I’m always going to think of D not as shorthand for the most famous vampire in the world, but for “Dad.” I often think about D and D2 together (I haven’t played the middle child in the series, Enemy Zero) because I feel that what creator Kenji Eno did for the character of Laura was ahead of his time and a glorious finger in the face of an industry that largely banks on uniform continuity in franchises.

I’m not going to pretend that the first game, D, isn’t painful to sit through in the year 2022. It’s abysmally slow and the graphics look like crap on modern resolutions/screens, unless you can commit to putting yourself in the shoes of someone in 1995 who had never played an atmospheric horror game before. The awkward camera angles, the slow panning, the stiff, death-mask like faces were tethered to the technology available at the time. But where D really just let its freak flag fly was the way in which Eno forced his vision on the player—you only have two hours to play the game (there’s even a clock in your inventory to remind you of the time), and there is no save function. It was meant to be a meal eaten in one sitting, and you would have to eat all of it, or at least try to.

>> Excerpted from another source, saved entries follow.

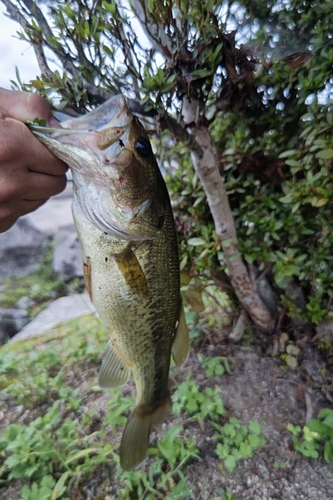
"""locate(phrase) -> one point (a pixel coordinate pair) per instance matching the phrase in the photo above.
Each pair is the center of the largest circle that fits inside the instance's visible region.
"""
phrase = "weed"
(164, 478)
(237, 441)
(46, 489)
(215, 366)
(316, 437)
(226, 495)
(197, 403)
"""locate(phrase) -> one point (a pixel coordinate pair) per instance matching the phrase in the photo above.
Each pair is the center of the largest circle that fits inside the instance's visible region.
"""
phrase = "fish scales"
(125, 224)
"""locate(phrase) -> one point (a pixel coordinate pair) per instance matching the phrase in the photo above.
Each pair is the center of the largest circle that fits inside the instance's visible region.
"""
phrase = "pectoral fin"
(113, 372)
(132, 271)
(87, 276)
(181, 343)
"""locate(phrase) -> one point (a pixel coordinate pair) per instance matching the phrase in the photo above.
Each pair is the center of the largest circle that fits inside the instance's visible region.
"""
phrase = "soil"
(262, 388)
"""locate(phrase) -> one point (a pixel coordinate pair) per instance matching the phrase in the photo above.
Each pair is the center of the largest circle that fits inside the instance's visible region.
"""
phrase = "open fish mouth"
(98, 147)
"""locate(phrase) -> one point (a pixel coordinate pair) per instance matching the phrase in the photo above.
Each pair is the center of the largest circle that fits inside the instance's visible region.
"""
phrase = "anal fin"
(181, 342)
(113, 372)
(135, 440)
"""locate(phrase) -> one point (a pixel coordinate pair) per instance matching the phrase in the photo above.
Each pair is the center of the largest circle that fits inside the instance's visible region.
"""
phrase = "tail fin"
(135, 440)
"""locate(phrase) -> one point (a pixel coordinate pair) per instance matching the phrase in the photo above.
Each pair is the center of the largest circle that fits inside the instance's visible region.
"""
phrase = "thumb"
(24, 106)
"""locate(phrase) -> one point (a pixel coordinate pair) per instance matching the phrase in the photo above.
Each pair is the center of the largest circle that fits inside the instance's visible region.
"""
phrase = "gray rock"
(22, 248)
(59, 311)
(11, 322)
(24, 303)
(67, 257)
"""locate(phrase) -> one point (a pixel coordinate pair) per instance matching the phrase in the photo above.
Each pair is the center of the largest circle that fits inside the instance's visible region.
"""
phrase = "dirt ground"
(260, 388)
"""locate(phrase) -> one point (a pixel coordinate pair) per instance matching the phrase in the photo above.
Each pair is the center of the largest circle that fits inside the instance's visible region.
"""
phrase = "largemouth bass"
(125, 224)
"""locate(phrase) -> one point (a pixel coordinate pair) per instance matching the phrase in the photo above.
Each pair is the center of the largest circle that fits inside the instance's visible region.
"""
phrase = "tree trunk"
(207, 170)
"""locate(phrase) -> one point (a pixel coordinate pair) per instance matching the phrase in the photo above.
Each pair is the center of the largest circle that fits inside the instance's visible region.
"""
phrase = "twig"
(309, 409)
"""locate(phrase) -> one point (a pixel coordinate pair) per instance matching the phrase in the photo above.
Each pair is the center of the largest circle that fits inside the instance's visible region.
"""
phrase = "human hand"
(29, 173)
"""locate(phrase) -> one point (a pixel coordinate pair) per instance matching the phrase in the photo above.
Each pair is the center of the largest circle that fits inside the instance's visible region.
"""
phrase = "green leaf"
(328, 451)
(286, 199)
(230, 463)
(82, 453)
(255, 427)
(326, 154)
(59, 488)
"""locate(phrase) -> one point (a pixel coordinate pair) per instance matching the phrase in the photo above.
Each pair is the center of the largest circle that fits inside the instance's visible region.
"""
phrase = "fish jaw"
(115, 188)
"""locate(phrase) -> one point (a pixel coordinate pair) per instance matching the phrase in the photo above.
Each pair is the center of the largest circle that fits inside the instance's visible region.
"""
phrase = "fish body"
(125, 224)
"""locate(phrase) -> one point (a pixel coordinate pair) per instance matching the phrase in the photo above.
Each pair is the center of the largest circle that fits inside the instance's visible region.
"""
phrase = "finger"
(44, 186)
(26, 106)
(28, 153)
(32, 186)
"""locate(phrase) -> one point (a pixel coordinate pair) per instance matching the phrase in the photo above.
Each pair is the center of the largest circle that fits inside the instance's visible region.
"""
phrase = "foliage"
(61, 434)
(164, 478)
(316, 438)
(237, 441)
(262, 80)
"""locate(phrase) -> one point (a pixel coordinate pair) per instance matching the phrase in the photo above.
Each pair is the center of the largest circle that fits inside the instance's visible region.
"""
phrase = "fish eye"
(143, 147)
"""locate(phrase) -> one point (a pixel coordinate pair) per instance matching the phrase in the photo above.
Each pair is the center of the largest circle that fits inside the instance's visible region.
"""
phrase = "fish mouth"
(82, 144)
(91, 149)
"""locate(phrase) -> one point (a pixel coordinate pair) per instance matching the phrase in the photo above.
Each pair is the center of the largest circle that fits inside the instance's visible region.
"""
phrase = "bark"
(207, 169)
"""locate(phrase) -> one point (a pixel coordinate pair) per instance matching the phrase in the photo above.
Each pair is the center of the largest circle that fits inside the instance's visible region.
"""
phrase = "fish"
(124, 219)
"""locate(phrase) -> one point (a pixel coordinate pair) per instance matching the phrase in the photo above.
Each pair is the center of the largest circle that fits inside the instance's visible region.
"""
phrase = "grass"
(67, 430)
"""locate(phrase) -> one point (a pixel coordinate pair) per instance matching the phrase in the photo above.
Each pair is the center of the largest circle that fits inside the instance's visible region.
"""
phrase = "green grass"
(67, 431)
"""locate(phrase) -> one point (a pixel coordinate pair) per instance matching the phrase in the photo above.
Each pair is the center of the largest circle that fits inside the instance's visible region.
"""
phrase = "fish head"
(117, 182)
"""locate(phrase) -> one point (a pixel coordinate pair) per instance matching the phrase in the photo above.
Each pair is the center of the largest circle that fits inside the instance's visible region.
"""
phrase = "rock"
(22, 248)
(325, 331)
(11, 322)
(67, 257)
(24, 303)
(59, 311)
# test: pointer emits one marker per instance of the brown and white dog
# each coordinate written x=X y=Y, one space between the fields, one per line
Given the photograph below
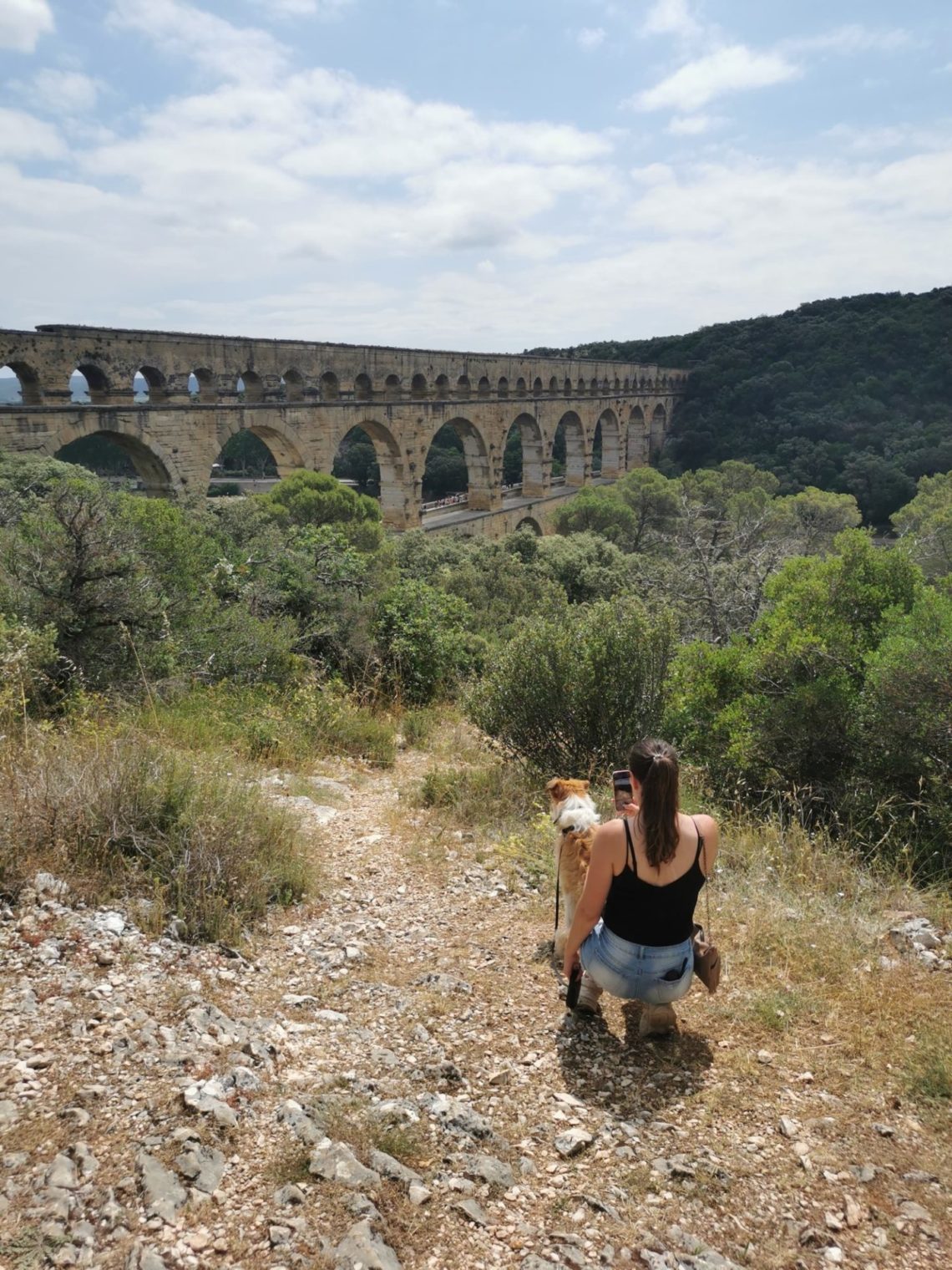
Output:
x=575 y=817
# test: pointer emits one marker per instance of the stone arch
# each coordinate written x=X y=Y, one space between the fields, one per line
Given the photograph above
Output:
x=612 y=465
x=244 y=456
x=392 y=388
x=293 y=385
x=575 y=447
x=363 y=388
x=479 y=475
x=286 y=446
x=200 y=385
x=636 y=442
x=534 y=465
x=397 y=507
x=29 y=388
x=251 y=385
x=154 y=388
x=97 y=388
x=150 y=463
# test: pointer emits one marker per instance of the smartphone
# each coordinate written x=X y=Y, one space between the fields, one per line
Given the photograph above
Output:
x=624 y=794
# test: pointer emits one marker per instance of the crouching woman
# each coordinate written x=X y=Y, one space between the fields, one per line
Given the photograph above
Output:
x=634 y=922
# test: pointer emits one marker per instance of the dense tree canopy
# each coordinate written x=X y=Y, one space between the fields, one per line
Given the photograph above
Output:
x=851 y=395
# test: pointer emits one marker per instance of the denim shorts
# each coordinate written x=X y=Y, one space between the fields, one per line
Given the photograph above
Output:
x=636 y=972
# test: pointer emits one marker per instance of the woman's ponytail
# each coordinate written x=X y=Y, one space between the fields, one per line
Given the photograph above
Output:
x=656 y=764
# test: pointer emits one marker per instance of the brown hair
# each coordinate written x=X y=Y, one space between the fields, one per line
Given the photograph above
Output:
x=656 y=764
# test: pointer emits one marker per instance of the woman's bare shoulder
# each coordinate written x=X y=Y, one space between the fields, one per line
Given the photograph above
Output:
x=706 y=825
x=610 y=833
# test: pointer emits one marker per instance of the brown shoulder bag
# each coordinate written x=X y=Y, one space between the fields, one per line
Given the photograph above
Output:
x=707 y=959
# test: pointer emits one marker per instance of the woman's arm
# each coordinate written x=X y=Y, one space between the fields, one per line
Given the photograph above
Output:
x=595 y=893
x=707 y=826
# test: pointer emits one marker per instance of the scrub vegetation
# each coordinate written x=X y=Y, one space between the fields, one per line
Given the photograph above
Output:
x=155 y=656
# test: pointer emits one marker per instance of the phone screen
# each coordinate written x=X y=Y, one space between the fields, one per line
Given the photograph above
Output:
x=621 y=781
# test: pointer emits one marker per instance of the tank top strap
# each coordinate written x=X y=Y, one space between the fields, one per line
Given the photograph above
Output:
x=630 y=849
x=700 y=841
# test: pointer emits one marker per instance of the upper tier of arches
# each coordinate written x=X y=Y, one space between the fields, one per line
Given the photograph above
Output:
x=153 y=384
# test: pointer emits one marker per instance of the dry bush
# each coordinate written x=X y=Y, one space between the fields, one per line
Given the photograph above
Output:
x=121 y=817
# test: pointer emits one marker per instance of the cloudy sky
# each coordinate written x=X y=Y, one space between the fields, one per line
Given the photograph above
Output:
x=484 y=175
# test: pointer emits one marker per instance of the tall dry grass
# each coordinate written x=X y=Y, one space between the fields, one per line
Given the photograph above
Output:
x=124 y=815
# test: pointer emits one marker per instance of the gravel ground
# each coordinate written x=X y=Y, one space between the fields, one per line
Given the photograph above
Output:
x=388 y=1077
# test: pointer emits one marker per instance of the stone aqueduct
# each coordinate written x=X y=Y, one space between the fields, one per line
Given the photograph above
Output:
x=302 y=399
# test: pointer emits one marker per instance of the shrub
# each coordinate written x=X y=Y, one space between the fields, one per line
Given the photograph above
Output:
x=782 y=709
x=126 y=817
x=422 y=639
x=569 y=693
x=315 y=498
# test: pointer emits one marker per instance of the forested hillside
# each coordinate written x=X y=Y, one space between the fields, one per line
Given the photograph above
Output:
x=852 y=395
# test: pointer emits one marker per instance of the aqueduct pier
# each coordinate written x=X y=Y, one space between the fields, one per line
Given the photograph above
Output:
x=301 y=399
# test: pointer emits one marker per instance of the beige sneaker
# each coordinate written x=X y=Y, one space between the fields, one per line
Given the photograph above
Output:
x=590 y=992
x=656 y=1020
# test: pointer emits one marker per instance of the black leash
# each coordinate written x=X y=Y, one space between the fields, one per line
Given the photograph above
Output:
x=559 y=869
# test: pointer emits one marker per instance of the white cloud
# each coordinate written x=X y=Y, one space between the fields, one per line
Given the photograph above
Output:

Eno wasn’t a perfect Michelin-starred chef, but his work was strange and engaging and just a little pretentious without being mind-numbingly overbearing, so much so that you’d definitely want to eat from him again.

With D2, released only on the Dreamcast, we meet Laura in a drastically different reincarnation but with the same “accessories;” namely the handheld compact that her mother left her, which gives you a limited number of in-game hints. The way that Eno envisioned his blonde, Lynchian protagonist as a “digital actress” was something that nobody else was doing in games, long before we got to the present and very exhausting era of digital humans. There’s a particularly cool blog entry on Laura as a fleeting fashion/cultural icon in Japan, modeling for Yojhi Yamamoto in an issue of HF magazine long before video game characters started showing up in Prada and Louis Vuitton shoots (high fashion brands are now, of course, all the rage in games like Fortnite and the metaverse-adjacent world). 

(Image credit: Mobygames)

Laura’s influence aside, D2 stood out as a freakish experiment all on its own, with Eno going full-bore weirdo with a survival/action situation in the Canadian wilderness, complete with body horror, genetic engineering, cults, and angels. There is, unsurprisingly, a full 15-minute ending cinematic (this is part one) that seems to be, on some level, a partial reach for the epoch-spanning texture of 2001: A Space Odyssey, with some odd on-screen AIDS statistics and causes of death around the world.

It’s a lot.

But it was also fucking great, because it was like nothing I’d seen before. The little musical choices, especially, were such a great flourish, and inappropriate audio cues like cheery automated flight attendant reminders to buckle your seatbelt while you’re having a full-blown gunfight in a wrecked airplane. Eno had all the room to do what he wanted, and as this blog points out, his vision for D2 seemed more fully-formed than his previous two outings and closer to what he might have achieved in future games if not for his death in 2013.